Large Language Models as Cultural Technologies: Imitation and Innovation in Children and Models
Wednesday, July 12, 14:00 - 15:00 EDT
Its natural to ask whether large language models like LaMDA or GPT-3 are intelligent agents. But I argue that this is the wrong question. Intelligence and agency are the wrong categories for understanding them. Instead, these Al systems are what we might call cultural technologies, like writing, print, libraries, internet search engines or even language itself. They are new techniques for passing on information from one group of people to another. Cultural technologies arent like intelligent humans, but they are essential for human intelligence. Many animals can transmit some information from one individual or one generation to another, but no animal does it as much as we do or accumulates as much information over time, . New technologies that make cultural transmission easier and more effective have been among the greatest engines of human progress, but they have also led to negative as well as positive social consequences. Moreover, while cultural technologies allow transmission of existing information cultural evolution, which is central to human success, also depends on innovation, exploration and causal learning. Comparing LLM’s responses in prompts based on developmental psychology experiments to the responses of children may provide insight into which capacities can be learned through language and cultural transmission, and which require innovation and exploration in the physical world. I will present results from several studies making such comparisons.

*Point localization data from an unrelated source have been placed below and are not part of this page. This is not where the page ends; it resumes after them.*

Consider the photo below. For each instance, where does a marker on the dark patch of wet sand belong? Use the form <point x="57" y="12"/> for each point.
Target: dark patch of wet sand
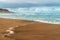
<point x="29" y="30"/>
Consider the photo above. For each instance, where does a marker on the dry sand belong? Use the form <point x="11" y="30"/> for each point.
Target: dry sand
<point x="29" y="30"/>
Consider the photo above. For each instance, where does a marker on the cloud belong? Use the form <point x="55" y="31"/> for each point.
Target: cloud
<point x="30" y="1"/>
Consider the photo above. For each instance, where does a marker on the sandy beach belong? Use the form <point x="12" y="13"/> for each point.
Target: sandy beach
<point x="29" y="30"/>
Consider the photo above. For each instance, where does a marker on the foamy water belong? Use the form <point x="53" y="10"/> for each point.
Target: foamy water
<point x="39" y="14"/>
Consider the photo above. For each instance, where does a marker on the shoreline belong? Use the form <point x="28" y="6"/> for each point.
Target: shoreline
<point x="47" y="22"/>
<point x="29" y="30"/>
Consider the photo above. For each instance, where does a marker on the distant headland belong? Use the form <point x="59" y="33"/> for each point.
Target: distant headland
<point x="5" y="11"/>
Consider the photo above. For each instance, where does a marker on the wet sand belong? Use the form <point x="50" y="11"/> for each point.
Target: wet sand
<point x="29" y="30"/>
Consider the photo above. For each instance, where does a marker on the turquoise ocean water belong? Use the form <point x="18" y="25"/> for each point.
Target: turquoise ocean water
<point x="45" y="14"/>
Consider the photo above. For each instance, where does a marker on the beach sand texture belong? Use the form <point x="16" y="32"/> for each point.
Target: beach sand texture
<point x="29" y="30"/>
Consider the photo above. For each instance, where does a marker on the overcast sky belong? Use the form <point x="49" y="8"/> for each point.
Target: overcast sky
<point x="17" y="3"/>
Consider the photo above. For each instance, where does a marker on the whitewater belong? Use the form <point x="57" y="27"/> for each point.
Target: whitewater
<point x="40" y="14"/>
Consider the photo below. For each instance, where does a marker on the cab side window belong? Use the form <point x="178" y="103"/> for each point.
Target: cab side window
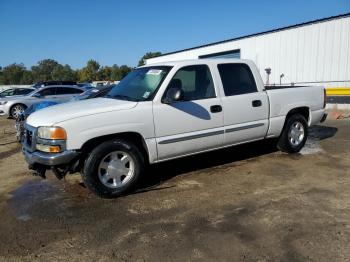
<point x="23" y="91"/>
<point x="51" y="91"/>
<point x="68" y="91"/>
<point x="196" y="82"/>
<point x="237" y="79"/>
<point x="9" y="92"/>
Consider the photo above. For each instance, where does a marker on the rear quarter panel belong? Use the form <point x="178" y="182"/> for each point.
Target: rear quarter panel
<point x="282" y="101"/>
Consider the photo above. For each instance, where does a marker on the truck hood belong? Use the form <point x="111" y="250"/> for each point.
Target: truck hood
<point x="63" y="112"/>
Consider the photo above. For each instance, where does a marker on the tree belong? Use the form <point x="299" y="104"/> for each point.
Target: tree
<point x="105" y="73"/>
<point x="27" y="78"/>
<point x="43" y="71"/>
<point x="147" y="56"/>
<point x="115" y="73"/>
<point x="12" y="74"/>
<point x="63" y="73"/>
<point x="124" y="70"/>
<point x="1" y="76"/>
<point x="89" y="72"/>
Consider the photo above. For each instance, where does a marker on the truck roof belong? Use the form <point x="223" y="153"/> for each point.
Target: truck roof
<point x="200" y="61"/>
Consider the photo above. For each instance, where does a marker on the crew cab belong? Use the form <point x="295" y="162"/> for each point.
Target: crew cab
<point x="164" y="111"/>
<point x="15" y="105"/>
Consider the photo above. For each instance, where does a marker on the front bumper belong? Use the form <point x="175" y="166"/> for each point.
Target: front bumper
<point x="49" y="159"/>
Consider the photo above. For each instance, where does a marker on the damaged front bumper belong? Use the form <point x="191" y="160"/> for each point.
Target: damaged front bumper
<point x="49" y="159"/>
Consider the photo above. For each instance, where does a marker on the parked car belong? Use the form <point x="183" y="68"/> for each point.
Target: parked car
<point x="88" y="94"/>
<point x="165" y="111"/>
<point x="85" y="85"/>
<point x="16" y="92"/>
<point x="54" y="83"/>
<point x="94" y="92"/>
<point x="13" y="106"/>
<point x="20" y="120"/>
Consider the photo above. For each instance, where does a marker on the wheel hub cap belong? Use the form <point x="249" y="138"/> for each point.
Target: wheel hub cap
<point x="116" y="169"/>
<point x="296" y="133"/>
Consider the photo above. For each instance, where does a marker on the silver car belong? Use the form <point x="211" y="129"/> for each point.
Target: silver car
<point x="14" y="106"/>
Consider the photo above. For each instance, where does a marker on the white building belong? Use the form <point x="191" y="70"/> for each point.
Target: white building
<point x="312" y="53"/>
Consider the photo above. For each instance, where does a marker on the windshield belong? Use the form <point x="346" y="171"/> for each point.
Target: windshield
<point x="141" y="84"/>
<point x="85" y="95"/>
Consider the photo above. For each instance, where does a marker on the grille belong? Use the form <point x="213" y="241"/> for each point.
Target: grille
<point x="29" y="137"/>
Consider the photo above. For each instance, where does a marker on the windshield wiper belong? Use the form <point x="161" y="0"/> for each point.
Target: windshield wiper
<point x="122" y="97"/>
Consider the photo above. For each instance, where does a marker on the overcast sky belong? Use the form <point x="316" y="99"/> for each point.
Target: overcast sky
<point x="120" y="32"/>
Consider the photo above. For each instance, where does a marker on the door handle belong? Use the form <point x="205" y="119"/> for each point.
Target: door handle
<point x="215" y="109"/>
<point x="256" y="103"/>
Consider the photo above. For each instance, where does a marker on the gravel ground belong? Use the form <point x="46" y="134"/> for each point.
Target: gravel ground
<point x="248" y="203"/>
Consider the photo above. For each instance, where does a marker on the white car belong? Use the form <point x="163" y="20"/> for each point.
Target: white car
<point x="13" y="106"/>
<point x="10" y="92"/>
<point x="165" y="111"/>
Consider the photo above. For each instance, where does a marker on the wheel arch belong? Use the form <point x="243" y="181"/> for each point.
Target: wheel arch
<point x="15" y="104"/>
<point x="134" y="137"/>
<point x="304" y="111"/>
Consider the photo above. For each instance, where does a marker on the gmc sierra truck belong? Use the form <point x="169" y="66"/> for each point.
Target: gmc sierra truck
<point x="164" y="111"/>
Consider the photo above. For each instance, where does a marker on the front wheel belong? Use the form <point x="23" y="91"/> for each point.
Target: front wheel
<point x="294" y="134"/>
<point x="113" y="168"/>
<point x="17" y="110"/>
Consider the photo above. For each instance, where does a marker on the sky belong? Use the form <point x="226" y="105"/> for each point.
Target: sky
<point x="121" y="32"/>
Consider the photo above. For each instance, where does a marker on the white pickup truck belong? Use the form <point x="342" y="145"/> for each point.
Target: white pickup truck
<point x="165" y="111"/>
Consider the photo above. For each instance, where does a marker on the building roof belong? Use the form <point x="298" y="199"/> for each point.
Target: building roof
<point x="263" y="33"/>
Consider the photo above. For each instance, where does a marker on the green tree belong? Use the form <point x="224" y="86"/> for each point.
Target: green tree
<point x="89" y="72"/>
<point x="27" y="78"/>
<point x="12" y="74"/>
<point x="147" y="56"/>
<point x="63" y="73"/>
<point x="124" y="70"/>
<point x="1" y="76"/>
<point x="115" y="73"/>
<point x="105" y="73"/>
<point x="43" y="71"/>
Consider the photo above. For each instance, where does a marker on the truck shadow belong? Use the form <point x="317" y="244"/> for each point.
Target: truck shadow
<point x="157" y="174"/>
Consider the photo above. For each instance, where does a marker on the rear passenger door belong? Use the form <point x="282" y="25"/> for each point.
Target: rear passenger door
<point x="194" y="124"/>
<point x="245" y="108"/>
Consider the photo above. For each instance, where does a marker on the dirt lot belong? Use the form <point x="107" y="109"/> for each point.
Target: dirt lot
<point x="247" y="203"/>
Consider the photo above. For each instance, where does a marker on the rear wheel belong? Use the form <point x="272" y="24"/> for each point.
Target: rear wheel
<point x="294" y="134"/>
<point x="17" y="110"/>
<point x="113" y="168"/>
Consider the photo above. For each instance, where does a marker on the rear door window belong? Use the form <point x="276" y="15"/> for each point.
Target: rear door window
<point x="237" y="79"/>
<point x="68" y="91"/>
<point x="23" y="91"/>
<point x="195" y="81"/>
<point x="48" y="91"/>
<point x="9" y="92"/>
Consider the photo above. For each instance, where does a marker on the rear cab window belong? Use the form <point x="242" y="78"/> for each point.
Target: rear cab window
<point x="195" y="81"/>
<point x="68" y="91"/>
<point x="237" y="79"/>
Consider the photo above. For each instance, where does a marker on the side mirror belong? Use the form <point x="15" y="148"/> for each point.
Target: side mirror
<point x="174" y="94"/>
<point x="37" y="95"/>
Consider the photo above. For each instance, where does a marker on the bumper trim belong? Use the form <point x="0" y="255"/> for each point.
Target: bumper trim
<point x="323" y="118"/>
<point x="49" y="159"/>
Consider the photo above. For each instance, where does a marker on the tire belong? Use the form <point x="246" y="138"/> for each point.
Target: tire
<point x="113" y="168"/>
<point x="16" y="110"/>
<point x="294" y="134"/>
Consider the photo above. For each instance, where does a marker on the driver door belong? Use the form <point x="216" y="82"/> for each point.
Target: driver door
<point x="194" y="124"/>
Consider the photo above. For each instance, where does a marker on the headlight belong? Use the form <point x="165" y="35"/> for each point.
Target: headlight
<point x="48" y="148"/>
<point x="48" y="132"/>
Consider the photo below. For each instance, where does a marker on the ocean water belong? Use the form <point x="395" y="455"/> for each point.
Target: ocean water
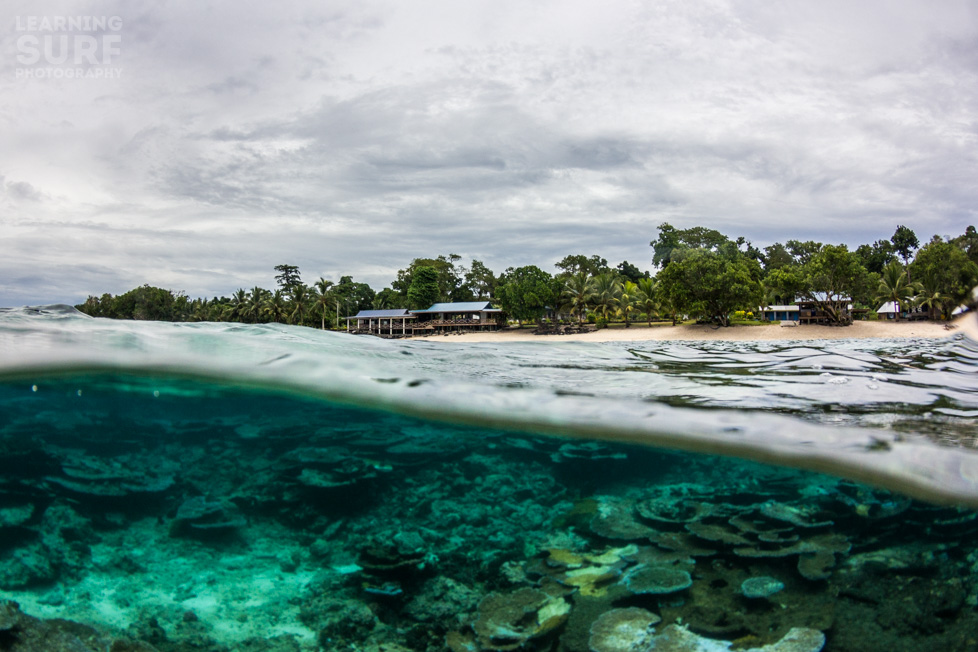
<point x="229" y="487"/>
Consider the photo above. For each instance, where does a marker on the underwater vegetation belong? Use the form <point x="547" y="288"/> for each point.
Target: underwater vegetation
<point x="141" y="513"/>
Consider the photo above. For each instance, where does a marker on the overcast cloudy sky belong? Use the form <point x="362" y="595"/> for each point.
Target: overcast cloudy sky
<point x="204" y="143"/>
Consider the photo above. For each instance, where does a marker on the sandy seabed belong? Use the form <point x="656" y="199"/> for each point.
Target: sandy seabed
<point x="642" y="332"/>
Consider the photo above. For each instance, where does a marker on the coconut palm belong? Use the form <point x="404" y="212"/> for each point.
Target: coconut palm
<point x="931" y="298"/>
<point x="645" y="297"/>
<point x="324" y="298"/>
<point x="255" y="304"/>
<point x="628" y="301"/>
<point x="607" y="289"/>
<point x="276" y="307"/>
<point x="236" y="309"/>
<point x="578" y="293"/>
<point x="895" y="286"/>
<point x="300" y="303"/>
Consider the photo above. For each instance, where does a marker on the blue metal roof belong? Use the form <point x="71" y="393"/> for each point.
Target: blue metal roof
<point x="382" y="314"/>
<point x="463" y="306"/>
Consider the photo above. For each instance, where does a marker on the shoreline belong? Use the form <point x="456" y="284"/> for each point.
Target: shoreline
<point x="704" y="332"/>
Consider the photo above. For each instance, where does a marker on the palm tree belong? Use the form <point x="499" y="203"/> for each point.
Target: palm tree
<point x="578" y="292"/>
<point x="235" y="310"/>
<point x="255" y="304"/>
<point x="931" y="297"/>
<point x="276" y="307"/>
<point x="607" y="289"/>
<point x="895" y="286"/>
<point x="323" y="298"/>
<point x="300" y="303"/>
<point x="628" y="301"/>
<point x="645" y="297"/>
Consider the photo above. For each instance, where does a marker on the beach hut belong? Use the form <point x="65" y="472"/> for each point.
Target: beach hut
<point x="778" y="313"/>
<point x="458" y="316"/>
<point x="386" y="323"/>
<point x="889" y="310"/>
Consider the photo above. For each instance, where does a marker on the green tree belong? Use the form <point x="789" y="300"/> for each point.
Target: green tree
<point x="577" y="263"/>
<point x="895" y="286"/>
<point x="481" y="281"/>
<point x="968" y="243"/>
<point x="776" y="256"/>
<point x="646" y="297"/>
<point x="423" y="292"/>
<point x="834" y="277"/>
<point x="628" y="301"/>
<point x="524" y="292"/>
<point x="877" y="256"/>
<point x="323" y="299"/>
<point x="671" y="239"/>
<point x="803" y="252"/>
<point x="785" y="284"/>
<point x="578" y="294"/>
<point x="711" y="284"/>
<point x="904" y="243"/>
<point x="607" y="290"/>
<point x="254" y="308"/>
<point x="387" y="299"/>
<point x="932" y="298"/>
<point x="301" y="304"/>
<point x="948" y="270"/>
<point x="630" y="272"/>
<point x="354" y="297"/>
<point x="237" y="308"/>
<point x="288" y="277"/>
<point x="277" y="307"/>
<point x="449" y="277"/>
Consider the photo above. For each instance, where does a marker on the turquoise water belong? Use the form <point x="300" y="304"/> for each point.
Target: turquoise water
<point x="230" y="487"/>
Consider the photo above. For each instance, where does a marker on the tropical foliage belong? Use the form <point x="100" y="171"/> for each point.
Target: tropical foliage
<point x="700" y="273"/>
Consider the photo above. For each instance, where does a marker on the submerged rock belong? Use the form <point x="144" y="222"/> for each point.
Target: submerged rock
<point x="509" y="620"/>
<point x="761" y="587"/>
<point x="623" y="630"/>
<point x="674" y="638"/>
<point x="22" y="633"/>
<point x="657" y="580"/>
<point x="199" y="517"/>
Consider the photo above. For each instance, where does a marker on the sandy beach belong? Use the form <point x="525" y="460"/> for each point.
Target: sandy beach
<point x="642" y="332"/>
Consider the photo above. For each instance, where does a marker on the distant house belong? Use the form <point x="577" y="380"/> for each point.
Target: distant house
<point x="810" y="311"/>
<point x="389" y="323"/>
<point x="805" y="311"/>
<point x="459" y="316"/>
<point x="889" y="310"/>
<point x="778" y="313"/>
<point x="439" y="318"/>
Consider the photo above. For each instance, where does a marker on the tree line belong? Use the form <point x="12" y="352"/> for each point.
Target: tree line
<point x="699" y="273"/>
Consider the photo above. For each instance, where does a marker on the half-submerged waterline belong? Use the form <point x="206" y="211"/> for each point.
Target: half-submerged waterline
<point x="264" y="488"/>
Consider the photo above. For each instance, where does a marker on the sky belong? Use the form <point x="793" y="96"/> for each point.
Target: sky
<point x="195" y="145"/>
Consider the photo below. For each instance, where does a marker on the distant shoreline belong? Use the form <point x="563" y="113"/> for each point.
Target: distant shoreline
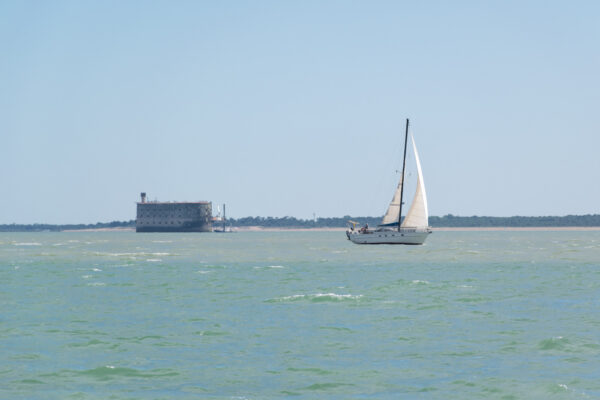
<point x="440" y="229"/>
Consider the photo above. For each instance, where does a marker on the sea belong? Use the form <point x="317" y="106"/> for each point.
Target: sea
<point x="300" y="315"/>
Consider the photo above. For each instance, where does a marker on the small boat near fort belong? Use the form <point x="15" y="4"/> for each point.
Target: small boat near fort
<point x="414" y="228"/>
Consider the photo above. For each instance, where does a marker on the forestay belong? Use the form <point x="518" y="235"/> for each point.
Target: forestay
<point x="417" y="215"/>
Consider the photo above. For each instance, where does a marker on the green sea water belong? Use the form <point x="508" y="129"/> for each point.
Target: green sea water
<point x="303" y="315"/>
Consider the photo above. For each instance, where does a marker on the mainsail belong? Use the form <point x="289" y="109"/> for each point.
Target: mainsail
<point x="417" y="216"/>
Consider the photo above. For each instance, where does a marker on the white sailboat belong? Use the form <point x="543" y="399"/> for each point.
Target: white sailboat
<point x="414" y="229"/>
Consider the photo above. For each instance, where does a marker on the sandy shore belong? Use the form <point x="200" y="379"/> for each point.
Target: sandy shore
<point x="101" y="230"/>
<point x="456" y="229"/>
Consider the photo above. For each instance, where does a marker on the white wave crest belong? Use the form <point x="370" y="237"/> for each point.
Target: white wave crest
<point x="318" y="297"/>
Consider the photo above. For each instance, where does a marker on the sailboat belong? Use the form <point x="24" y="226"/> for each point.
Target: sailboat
<point x="414" y="228"/>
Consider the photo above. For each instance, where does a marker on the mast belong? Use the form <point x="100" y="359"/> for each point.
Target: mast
<point x="403" y="167"/>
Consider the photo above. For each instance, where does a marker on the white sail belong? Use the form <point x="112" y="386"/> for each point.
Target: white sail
<point x="391" y="216"/>
<point x="417" y="216"/>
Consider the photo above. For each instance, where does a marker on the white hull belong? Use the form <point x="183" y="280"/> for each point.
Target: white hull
<point x="404" y="236"/>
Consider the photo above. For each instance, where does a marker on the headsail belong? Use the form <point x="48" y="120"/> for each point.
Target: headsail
<point x="391" y="216"/>
<point x="417" y="215"/>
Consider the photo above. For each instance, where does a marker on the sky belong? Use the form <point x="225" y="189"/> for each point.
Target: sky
<point x="297" y="108"/>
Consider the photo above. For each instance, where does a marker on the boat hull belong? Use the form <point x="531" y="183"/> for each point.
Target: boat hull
<point x="410" y="237"/>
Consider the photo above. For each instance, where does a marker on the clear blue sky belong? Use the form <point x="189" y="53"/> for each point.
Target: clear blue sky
<point x="293" y="108"/>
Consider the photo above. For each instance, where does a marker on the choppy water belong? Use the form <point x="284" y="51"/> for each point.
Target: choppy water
<point x="307" y="315"/>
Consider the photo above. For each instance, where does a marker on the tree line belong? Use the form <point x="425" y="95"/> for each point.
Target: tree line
<point x="446" y="221"/>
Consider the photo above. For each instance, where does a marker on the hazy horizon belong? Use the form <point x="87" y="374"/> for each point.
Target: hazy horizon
<point x="297" y="108"/>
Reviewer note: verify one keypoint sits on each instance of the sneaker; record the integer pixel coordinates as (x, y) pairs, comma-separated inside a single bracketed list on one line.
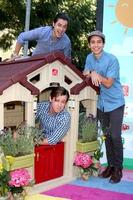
[(116, 175), (107, 172)]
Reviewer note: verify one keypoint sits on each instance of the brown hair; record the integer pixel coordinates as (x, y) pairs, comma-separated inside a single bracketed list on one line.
[(59, 91)]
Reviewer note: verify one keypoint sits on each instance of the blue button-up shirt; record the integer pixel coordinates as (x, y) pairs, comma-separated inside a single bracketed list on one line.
[(55, 125), (45, 41), (107, 66)]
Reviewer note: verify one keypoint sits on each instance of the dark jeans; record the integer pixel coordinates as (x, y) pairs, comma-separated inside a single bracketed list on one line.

Alison Gopnik is a professor of psychology and affiliate professor of philosophy at the University of California at Berkeley, and a member of the Berkeley AI Research Group. She received her BA from McGill University and her PhD. from Oxford University. She is a leader in the study of cognitive science and of children’s learning and development and was one of the founders of the field of “theory of mind”, an originator of the “theory of cognitive development”, and the first to apply Bayesian probabilistic models to children’s learning. She has received both the APS Lifetime Achievement Cattell and William James Awards, the Bradford Washburn Award for Science Communication, and the SRCD Lifetime Achievement Award for Basic Science in Child Development. She is an elected member of the Society of Experimental Psychologists and the American Academy of Arts and Sciences and a Cognitive Science Society, American Association for the Advancement of Science, and Guggenheim Fellow. She was 2022-23 President of the Association for Psychological Science.
She is the author or coauthor of over 140 journal articles and several books including “Words, thoughts and theories” MIT Press, 1997, and the bestselling and critically acclaimed popular books “The Scientist in the Crib” William Morrow, 1999, “The Philosophical Baby; What children’s minds tell us about love, truth and the meaning of life” 2009, and “The Gardener and the Carpenter” 2016, Farrar, Strauss and Giroux, the latter two won the Cognitive Development Society Best Book Prize in 2009 and 2016. Since 2013 she has written the Mind and Matter column for the Wall Street Journal and she has also written widely about cognitive science and psychology for The New York Times, The Economist, The Atlantic, The New Yorker, Scientific American, The Times Literary Supplement, The New York Review of Books, New Scientist and Slate, among others. Her TED talk on her work has been viewed more than 5.2 million times. She has frequently appeared on TV, radio and podcasts including “The Charlie Rose Show”, “The Colbert Report”, “Radio Lab” and “The Ezra Klein Show”. She lives in Berkeley with her husband Alvy Ray Smith and has three children and five grandchildren.